The classical model for linking


Commenter Adam wonders why we need import libraries anyway. Why can't all the type information be encoded in the export table?

This goes back to the classical model for linking. This model existed for decades before Microsoft was even founded, so at least this time you don't have Bill Gates to kick around. (Though I'm sure you'll find a way anyway.)

Back in the days when computer programs fit into a single source file, there was only one step in producing an executable file: You compile it. The compiler takes the source code, parses it according to the rules of the applicable language, generates machine code, and writes it to a file, ready to be executed.

This model had quite a following, in large part because it was ridiculously fast if you had a so-called one-pass compiler.

When programs got complicated enough that you couldn't fit them all into a single source file, the job was split into two parts. The compiler still did all the heavy lifting: It parsed the source code and generated machine code, but if the source code referenced a symbol that was defined in another source file, the compiler doesn't know what memory address to generate for that reference. The compiler instead generated a placeholder address and included some metadata that said, "Hey, there is a placeholder address at offset XYZ for symbol ABC." And for each symbol in the file, it also generated some metadata that said, "Hey, in case anybody asks, I have a symbol called BCD at offset WXY." These "99%-compiled" files were called object modules.

The job of the linker was to finish that last 1%. It took all the object module and glued the dangling bits together. If one object module said "I have a placeholder for symbol ABC," it went and looked for any other object module that said "I have a symbol called ABC," and it filled in the placeholder with the information about ABC, known as resolving the external reference.

When all the placeholders got filled in, the linker could then write out the finished executable module. And if there were any placeholders left over, you got the dreaded unresolved external error.

Notice that the only information about symbols that is provided in the object module is the symbol name. Older languages trusted the programmer to get everything else right. If your FORTRAN program defined a common block with two integers and a real, and you referenced it from another source file, it was simply a language requirement that when you access the common block, you must treat it as having two integers and a real. The compiler was not under any obligation to verify that your uses of the common block were consistent. Similar, if your C program took a function returning long and redeclared it as a function returning int, the compiler merely agreed to your little subterfuge, and you were on the hook for the consequences.

Given the classical model for linking, that's pretty much all the language specification could do. All that was shared between object modules was symbol names. And back in the old days, symbol names were restricted to a maximum of eight characters consisting of uppercase letters or digits.

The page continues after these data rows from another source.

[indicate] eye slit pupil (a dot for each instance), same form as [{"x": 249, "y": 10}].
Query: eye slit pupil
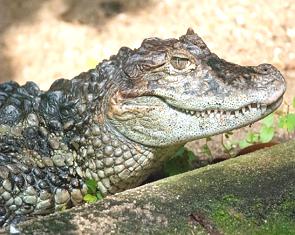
[{"x": 179, "y": 62}]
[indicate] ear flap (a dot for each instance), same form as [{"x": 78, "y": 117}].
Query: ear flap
[{"x": 140, "y": 63}]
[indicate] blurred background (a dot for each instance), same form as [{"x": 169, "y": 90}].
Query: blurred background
[{"x": 44, "y": 40}]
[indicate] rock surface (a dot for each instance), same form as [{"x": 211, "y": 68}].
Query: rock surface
[{"x": 251, "y": 194}]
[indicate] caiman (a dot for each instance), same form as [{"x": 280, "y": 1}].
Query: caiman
[{"x": 120, "y": 121}]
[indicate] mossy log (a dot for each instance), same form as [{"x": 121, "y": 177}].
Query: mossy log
[{"x": 251, "y": 194}]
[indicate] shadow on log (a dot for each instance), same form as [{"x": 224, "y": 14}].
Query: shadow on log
[{"x": 251, "y": 194}]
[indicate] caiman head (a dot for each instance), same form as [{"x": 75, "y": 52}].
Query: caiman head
[{"x": 174, "y": 91}]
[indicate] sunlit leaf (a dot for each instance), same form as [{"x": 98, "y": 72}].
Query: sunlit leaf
[
  {"x": 266, "y": 134},
  {"x": 244, "y": 144}
]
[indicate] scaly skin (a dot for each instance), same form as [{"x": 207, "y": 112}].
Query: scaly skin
[{"x": 119, "y": 122}]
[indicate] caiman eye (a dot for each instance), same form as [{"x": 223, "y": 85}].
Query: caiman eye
[{"x": 180, "y": 63}]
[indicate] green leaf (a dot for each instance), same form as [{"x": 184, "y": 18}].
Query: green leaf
[
  {"x": 99, "y": 196},
  {"x": 244, "y": 144},
  {"x": 181, "y": 162},
  {"x": 290, "y": 122},
  {"x": 268, "y": 120},
  {"x": 91, "y": 185},
  {"x": 266, "y": 134},
  {"x": 180, "y": 152},
  {"x": 287, "y": 122},
  {"x": 228, "y": 134},
  {"x": 191, "y": 156},
  {"x": 282, "y": 122},
  {"x": 90, "y": 198}
]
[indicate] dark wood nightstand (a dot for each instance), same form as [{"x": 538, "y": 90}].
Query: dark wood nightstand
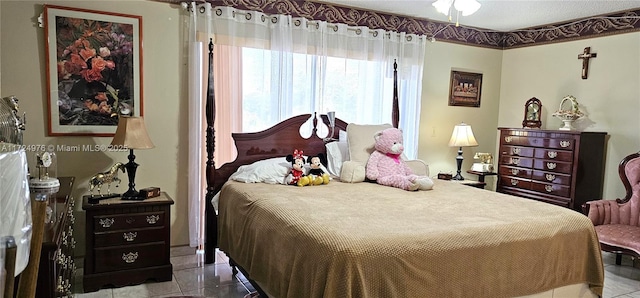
[{"x": 127, "y": 242}]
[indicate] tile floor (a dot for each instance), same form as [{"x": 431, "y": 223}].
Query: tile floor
[{"x": 191, "y": 277}]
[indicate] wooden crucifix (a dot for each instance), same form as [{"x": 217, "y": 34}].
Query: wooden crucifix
[{"x": 585, "y": 56}]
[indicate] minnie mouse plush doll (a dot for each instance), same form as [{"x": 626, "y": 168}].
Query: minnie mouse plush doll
[
  {"x": 296, "y": 174},
  {"x": 316, "y": 173}
]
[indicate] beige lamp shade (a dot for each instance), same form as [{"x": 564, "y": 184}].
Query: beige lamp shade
[
  {"x": 462, "y": 136},
  {"x": 132, "y": 134}
]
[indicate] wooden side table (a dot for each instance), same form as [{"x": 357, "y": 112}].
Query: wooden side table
[
  {"x": 481, "y": 183},
  {"x": 127, "y": 242}
]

The C++ language came up with a workaround: They encoded the type information in the symbol name, a technique known as decoration. Your function which is named Resolve in the source code ends up with the name ?Resolve@@YG_NPAGI_N@Z in the object module, so that it can be matched up against the placeholders which ask for a function named ?Resolve@@YG_NPAGI_N@Z. The C++ language folks could get away with this because by the time the C++ language rolled around, the maximum length for a symbol was far greater than 8, and the repertoire of valid characters had grown significantly. And if you were one of the dinosaurs using an older system with the 8-character uppercase-only limitation, then you were just out of luck.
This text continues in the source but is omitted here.